Routine hepatitis E testing would not have detected the man’s infection, because the rat strain is much different than the one that typically infects humans, the researchers explained.

They said the rat strain of hepatitis E was discovered in 2010 in Germany and has been found in rats across the world, including the United States.

Most human cases of hepatitis E typically cause mild symptoms such as nausea and diarrhea, but such infections can be more serious for patients with weakened immune systems, The Times reported.

The human strain of hepatitis E infects 20 million people each year and about 44,000 people died from it in 2015, according to the World Health Organization.


‘Very High Risk’ That Ebola Will Spread From Congo: WHO

There’s a “very high” risk that the latest Ebola outbreak in Congo will spread beyond that nation’s borders, the World Health Organization warns.

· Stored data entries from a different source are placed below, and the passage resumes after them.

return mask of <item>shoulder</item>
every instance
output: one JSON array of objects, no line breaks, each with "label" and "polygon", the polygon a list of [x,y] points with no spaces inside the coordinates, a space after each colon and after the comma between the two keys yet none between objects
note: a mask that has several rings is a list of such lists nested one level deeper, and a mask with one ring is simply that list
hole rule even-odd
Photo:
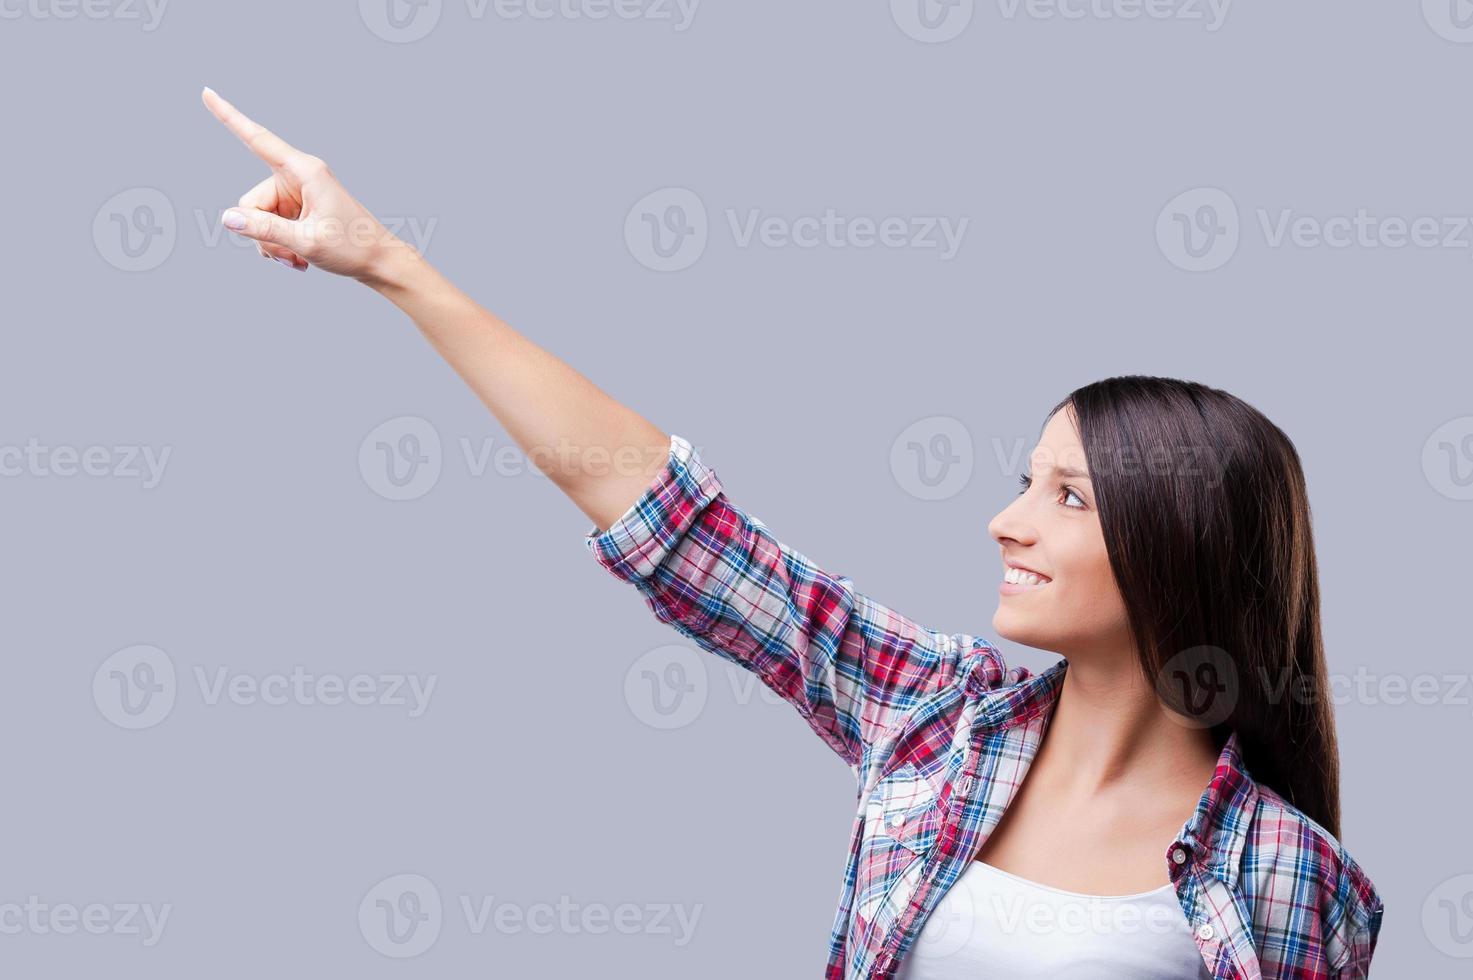
[{"label": "shoulder", "polygon": [[[1338,971],[1370,962],[1381,927],[1381,896],[1350,852],[1327,829],[1259,783],[1244,849],[1254,919],[1270,929],[1302,931],[1315,913],[1326,960]],[[1347,970],[1350,976],[1361,973]]]}]

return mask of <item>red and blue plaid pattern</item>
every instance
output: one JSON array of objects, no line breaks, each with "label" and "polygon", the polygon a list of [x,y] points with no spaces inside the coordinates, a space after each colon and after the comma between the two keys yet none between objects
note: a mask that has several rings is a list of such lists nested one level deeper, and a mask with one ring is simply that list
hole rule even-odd
[{"label": "red and blue plaid pattern", "polygon": [[[754,672],[858,785],[827,980],[892,978],[1037,752],[1066,660],[1009,667],[987,640],[916,625],[781,544],[672,435],[665,469],[585,544],[655,616]],[[1366,977],[1381,899],[1344,847],[1223,746],[1164,855],[1215,980]]]}]

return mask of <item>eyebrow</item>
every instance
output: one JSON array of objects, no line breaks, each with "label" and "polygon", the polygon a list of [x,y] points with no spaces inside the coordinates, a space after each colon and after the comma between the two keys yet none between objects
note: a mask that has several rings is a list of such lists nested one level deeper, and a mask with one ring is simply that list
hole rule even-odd
[{"label": "eyebrow", "polygon": [[1089,474],[1083,470],[1077,470],[1072,466],[1056,466],[1053,469],[1054,476],[1070,476],[1076,480],[1088,480]]}]

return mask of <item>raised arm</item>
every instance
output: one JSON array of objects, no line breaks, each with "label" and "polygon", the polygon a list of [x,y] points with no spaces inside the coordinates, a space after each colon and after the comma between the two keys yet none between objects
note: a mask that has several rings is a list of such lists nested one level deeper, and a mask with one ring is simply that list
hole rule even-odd
[{"label": "raised arm", "polygon": [[[271,168],[223,216],[283,266],[372,287],[409,315],[528,459],[606,527],[665,465],[670,436],[488,312],[390,233],[327,164],[211,89],[205,105]],[[285,272],[282,273],[285,275]]]},{"label": "raised arm", "polygon": [[521,336],[388,232],[322,160],[213,91],[271,168],[225,226],[284,266],[365,283],[409,315],[533,464],[593,521],[589,549],[656,616],[754,671],[856,775],[899,716],[950,684],[969,637],[925,629],[779,542],[668,435]]}]

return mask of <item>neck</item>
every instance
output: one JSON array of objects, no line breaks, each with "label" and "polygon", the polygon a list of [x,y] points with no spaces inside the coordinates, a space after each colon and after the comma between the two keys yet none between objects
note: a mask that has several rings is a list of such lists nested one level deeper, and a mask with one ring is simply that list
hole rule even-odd
[{"label": "neck", "polygon": [[[1070,659],[1039,761],[1070,795],[1129,788],[1190,795],[1206,788],[1221,746],[1211,729],[1169,712],[1135,654]],[[1063,764],[1050,766],[1048,760]]]}]

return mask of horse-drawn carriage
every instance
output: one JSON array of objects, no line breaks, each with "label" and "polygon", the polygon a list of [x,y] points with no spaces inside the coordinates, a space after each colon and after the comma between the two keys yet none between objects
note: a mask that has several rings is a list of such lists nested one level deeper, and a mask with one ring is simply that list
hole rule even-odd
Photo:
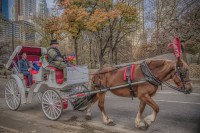
[{"label": "horse-drawn carriage", "polygon": [[[41,62],[39,71],[33,74],[34,84],[27,87],[27,77],[19,71],[18,62],[22,53],[27,53],[30,61]],[[92,88],[88,89],[85,84],[89,82],[89,73],[86,66],[67,67],[67,80],[64,80],[63,71],[49,66],[44,57],[46,49],[41,47],[18,46],[11,55],[7,69],[12,70],[10,80],[5,86],[5,99],[11,110],[17,110],[21,104],[31,103],[32,98],[37,96],[42,104],[42,110],[47,118],[57,120],[63,109],[85,110],[86,118],[91,118],[91,106],[98,101],[102,113],[103,122],[112,125],[113,121],[104,110],[105,92],[123,97],[138,97],[140,100],[135,126],[147,129],[155,121],[159,112],[159,106],[151,98],[155,95],[158,86],[165,84],[172,89],[185,94],[192,91],[189,79],[189,69],[181,58],[179,49],[177,60],[148,60],[141,64],[131,64],[121,67],[104,67],[93,74]],[[167,83],[173,80],[175,86]],[[142,112],[145,105],[149,105],[153,112],[144,118]]]},{"label": "horse-drawn carriage", "polygon": [[[27,76],[20,73],[18,65],[22,53],[27,53],[27,59],[41,63],[37,73],[32,75],[33,85],[28,85]],[[11,110],[17,110],[21,104],[31,103],[37,96],[42,104],[44,114],[51,120],[61,116],[63,109],[79,109],[86,98],[83,95],[73,95],[88,90],[88,68],[86,66],[67,67],[67,81],[64,81],[63,71],[50,66],[45,60],[47,53],[43,47],[17,46],[5,67],[12,70],[10,80],[5,86],[5,99]]]}]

The agency said two cases of the deadly virus were confirmed near the border with Uganda, the Associated Press reported.

As of Friday, there had been 124 confirmed Ebola cases, including 71 deaths, in the outbreak in northeastern Congo. The outbreak is now larger than the previous one in the northwest, which was declared over just a week before the current one was announced and had 54 confirmed cases, including 33 deaths.

“While substantial progress has been made, the situation is precarious,” the WHO said of overall efforts to contain Ebola. However, it continues to recommend against any travel restrictions, the AP reported.

Congo health officials said more than 12,000 people have received Ebola vaccinations so far, while officials in Uganda said preparations are underway to begin vaccinations as needed.


U.S. and Japanese Researchers Awarded Nobel Prize in Medicine

Landmark research into how the body’s immune system can help fight cancer has earned American and Japanese researchers the Nobel Prize in medicine.

The $1.01 million prize will be shared by James Allison of the University of Texas Austin and Tasuku Honjo of Kyoto University, the Associated Press reported.

Both scientists’ work focused on proteins that limit immune system response.

Their research constitutes “a landmark in our fight against cancer,” according to a statement from the Nobel Assembly of Sweden’s Karolinska Institute, which selects winners, the AP reported.